Dans une interview parue dans Midi Madagasikara, le sénateur Mourad Abdirassoul réclamait un « protectionnisme intelligent pour nos industries locale ». C’est une revendication remarquable. Il n’y avait pas si longtemps, le terme de protectionnisme était une expression sacrilège dans un monde dominé par les idées libre-échangistes. La coalition puissante entre Banque mondiale et FMI prêchait alors aux États africains que ce serait à travers l’ouverture de leurs frontières, la libéralisation et la privatisation totale qu’ils atteindraient un jour la prospérité.
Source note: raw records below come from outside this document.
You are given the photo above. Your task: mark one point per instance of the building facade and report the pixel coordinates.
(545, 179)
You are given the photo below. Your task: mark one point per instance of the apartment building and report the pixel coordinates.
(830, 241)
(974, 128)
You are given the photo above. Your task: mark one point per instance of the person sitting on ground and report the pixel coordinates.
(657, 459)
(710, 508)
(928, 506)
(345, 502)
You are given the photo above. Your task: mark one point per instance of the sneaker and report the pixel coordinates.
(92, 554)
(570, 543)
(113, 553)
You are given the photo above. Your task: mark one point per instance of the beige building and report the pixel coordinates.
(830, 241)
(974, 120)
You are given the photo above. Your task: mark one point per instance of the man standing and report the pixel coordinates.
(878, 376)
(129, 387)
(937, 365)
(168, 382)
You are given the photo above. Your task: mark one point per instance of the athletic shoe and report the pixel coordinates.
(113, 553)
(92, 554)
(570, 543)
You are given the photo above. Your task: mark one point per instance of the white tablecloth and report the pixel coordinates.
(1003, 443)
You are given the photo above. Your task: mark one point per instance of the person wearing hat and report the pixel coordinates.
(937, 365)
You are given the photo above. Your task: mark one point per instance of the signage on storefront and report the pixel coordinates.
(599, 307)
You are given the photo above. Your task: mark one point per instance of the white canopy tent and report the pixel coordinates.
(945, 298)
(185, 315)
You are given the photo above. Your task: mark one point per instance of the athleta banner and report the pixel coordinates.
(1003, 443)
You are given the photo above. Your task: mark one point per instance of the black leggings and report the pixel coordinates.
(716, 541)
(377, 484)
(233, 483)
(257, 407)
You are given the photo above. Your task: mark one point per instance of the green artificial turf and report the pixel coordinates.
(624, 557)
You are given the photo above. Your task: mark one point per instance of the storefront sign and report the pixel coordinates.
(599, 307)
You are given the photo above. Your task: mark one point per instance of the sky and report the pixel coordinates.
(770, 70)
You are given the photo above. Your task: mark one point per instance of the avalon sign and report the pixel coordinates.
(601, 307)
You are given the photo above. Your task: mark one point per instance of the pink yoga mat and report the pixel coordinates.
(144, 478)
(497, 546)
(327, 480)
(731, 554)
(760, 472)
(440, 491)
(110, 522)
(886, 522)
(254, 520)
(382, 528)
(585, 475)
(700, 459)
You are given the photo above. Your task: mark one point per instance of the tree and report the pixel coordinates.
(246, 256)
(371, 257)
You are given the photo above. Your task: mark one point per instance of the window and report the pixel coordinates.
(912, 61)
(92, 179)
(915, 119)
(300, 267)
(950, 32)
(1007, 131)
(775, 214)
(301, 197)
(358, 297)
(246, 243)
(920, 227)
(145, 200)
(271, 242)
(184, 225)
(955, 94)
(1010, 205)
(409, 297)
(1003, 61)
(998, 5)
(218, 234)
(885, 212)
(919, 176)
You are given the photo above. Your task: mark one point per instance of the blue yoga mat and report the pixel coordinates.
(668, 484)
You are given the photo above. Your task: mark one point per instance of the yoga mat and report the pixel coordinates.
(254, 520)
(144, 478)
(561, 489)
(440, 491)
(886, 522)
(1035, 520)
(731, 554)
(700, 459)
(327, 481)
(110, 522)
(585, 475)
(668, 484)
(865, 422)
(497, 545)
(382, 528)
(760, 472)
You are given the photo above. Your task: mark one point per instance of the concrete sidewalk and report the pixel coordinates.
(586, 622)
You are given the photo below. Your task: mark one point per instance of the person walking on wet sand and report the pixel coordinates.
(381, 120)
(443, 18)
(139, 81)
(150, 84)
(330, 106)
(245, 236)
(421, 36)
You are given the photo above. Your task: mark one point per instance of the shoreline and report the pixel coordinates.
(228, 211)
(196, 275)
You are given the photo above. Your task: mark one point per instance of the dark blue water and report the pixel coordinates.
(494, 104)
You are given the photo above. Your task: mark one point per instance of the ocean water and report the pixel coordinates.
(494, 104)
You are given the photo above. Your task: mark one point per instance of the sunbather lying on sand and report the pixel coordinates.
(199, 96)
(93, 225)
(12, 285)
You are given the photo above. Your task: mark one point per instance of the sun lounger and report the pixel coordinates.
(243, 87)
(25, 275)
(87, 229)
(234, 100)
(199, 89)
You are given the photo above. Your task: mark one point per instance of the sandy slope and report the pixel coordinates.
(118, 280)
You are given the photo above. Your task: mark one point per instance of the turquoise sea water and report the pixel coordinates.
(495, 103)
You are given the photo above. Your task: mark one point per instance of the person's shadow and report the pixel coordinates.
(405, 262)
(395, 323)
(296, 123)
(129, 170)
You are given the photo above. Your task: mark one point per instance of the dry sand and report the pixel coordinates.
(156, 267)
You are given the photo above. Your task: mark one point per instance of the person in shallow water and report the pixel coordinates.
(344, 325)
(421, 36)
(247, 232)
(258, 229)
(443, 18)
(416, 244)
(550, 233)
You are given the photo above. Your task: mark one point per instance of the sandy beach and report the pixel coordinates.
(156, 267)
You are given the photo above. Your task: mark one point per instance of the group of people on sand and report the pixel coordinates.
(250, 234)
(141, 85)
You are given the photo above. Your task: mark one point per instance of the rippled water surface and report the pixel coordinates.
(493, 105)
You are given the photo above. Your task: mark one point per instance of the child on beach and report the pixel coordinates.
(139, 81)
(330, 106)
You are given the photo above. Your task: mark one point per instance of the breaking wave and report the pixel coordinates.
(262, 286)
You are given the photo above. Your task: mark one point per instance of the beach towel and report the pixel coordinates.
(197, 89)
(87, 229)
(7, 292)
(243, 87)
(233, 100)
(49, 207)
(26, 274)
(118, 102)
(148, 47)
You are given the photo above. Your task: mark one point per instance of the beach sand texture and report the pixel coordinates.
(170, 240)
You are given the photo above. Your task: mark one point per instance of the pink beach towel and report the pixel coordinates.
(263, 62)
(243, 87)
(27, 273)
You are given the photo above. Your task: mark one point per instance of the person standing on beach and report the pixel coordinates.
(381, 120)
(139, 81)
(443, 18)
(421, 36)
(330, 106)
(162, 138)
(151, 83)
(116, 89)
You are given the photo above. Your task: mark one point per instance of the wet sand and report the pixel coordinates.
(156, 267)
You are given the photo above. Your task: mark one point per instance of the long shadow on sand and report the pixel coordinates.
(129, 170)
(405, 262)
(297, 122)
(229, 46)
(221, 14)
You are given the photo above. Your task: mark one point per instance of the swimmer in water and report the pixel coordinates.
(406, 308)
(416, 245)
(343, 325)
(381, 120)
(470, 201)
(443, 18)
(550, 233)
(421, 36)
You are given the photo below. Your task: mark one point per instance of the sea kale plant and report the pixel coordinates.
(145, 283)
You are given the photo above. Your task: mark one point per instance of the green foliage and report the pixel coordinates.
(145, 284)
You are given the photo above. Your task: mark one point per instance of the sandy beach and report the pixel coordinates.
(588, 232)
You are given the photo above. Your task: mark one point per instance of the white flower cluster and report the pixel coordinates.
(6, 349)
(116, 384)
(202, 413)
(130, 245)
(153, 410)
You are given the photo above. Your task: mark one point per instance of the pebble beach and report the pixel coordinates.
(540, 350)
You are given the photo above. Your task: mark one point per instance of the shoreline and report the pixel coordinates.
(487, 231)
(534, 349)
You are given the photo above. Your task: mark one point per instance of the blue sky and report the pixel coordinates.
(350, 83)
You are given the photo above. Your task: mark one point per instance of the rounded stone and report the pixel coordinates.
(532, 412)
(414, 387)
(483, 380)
La situation a bien changé. Le nouvel occupant de la Maison Blanche prétend que la non-maîtrise du commerce est un des obstacles majeurs qui empêchent l’Amérique de devenir « great again ». En Europe, des milliers de citoyens sont descendus dans la rue pour manifester contre les accords de libre-échange négociés avec les États-Unis et le Canada. Mais il ne faut pas nécessairement recourir à la diabolisation à la Trump pour jeter un regard critique sur les accords qui se trouvent actuellement en pleine négociation. En Afrique, les adeptes du libre-échangisme total ont de plus en plus de mal à convaincre. Les termes du sénateur Abdirassoul ont déjà été évoqués par Carlos Lopes, directeur exécutif de la Commission économique des Nations unies pour l’Afrique. Il a parlé d’un « smart protectionism » et de la nécessité de revoir les accords déjà ratifiés. Ce qui a conduit très récemment la Tanzanie et le Nigéria à rejeter l’Accord de partenariat économique (APE) qui leur a été proposé par l’Union européenne. Le Nigéria étant le géant économique de l’Afrique, avec le PIB le plus important du continent et une population de quelque 200 millions d’habitants.
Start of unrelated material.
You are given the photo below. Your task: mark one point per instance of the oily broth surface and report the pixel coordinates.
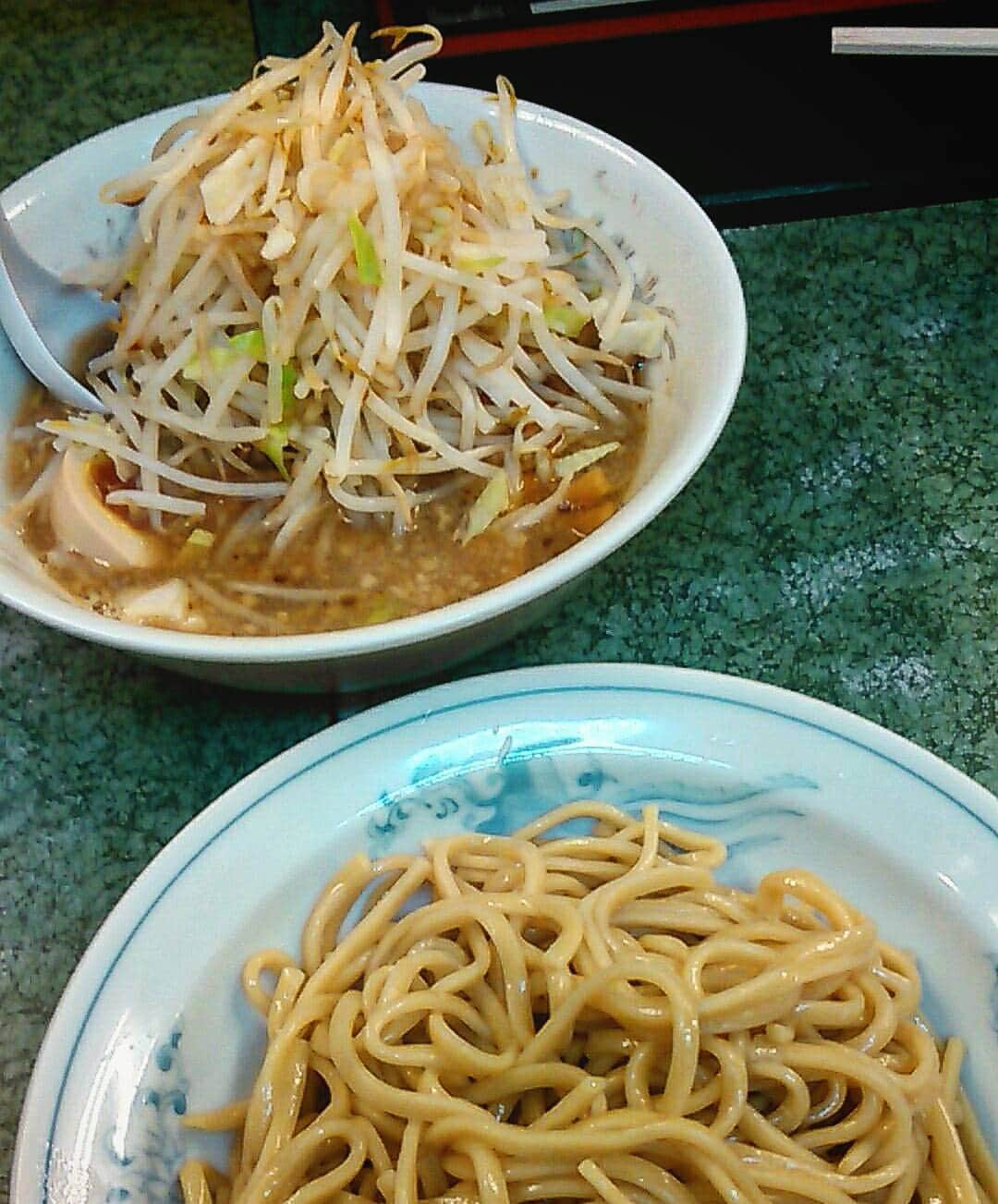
(365, 573)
Le rejet nigérian, principalement dû à la résistance de la Manufacturers association of Nigeria (Man), l’équivalent du Syndicat des industries de Madagascar (Sim) local, était basé sur l’argument que l’accord avec l’UE porterait atteinte à l’industrialisation du pays. Si le libre-échange avec des pays industrialisés intervient trop tôt dans le développement économique d’un pays, cela empêchera la formation d’industries qui lui sont propres. Les industries africaines qui sont encore faibles ne peuvent pas être concurrentielles du jour au lendemain. Il leur faut une période de protection, comme l’a souligné l’économiste allemand Friedrich List au 19e siècle. Il a développé le concept de « protectionnisme éducateur », un protectionnisme des industries naissantes. Car que rapporteraient aux Malgaches le libre-échange et l’accès aux 450 millions de consommateurs européens s’ils n’ont pas grand-chose à exporter, à part les litchis et les crevettes ? Les marchés et les supermarchés malgaches sont remplis de produits européens qui pourraient être fabriqués localement si, et seulement si, on avait développé les industries correspondantes. Il ne s’agit en aucun cas de rejeter le commerce en tant que tel. Certes, il peut constituer une stratégie importante, mais il faudra le rendre compatible avec les enjeux du développement du pays. Ainsi, il faudra passer du libre-échange à l’échange équitable (« from free trade to fair trade »).

Même si les ministères de l’Industrie et du Commerce sont deux départements séparés, ceci ne les empêche point de coopérer. Mais cela n’est guère pratique. Il revient également au patronat comme aux syndicats des travailleurs et à la société civile de se demander si les négociations commerciales en cours – largement en dehors du débat public – profiteraient à Madagascar. À eux de faire du lobbying s’ils perçoivent que l’intérêt économique du pays est en jeu. Si l’industrialisation constitue la stratégie clé du développement économique du pays, la politique commerciale doit se concevoir à l’avantage et non aux dépens des intérêts industriels de la Grande île.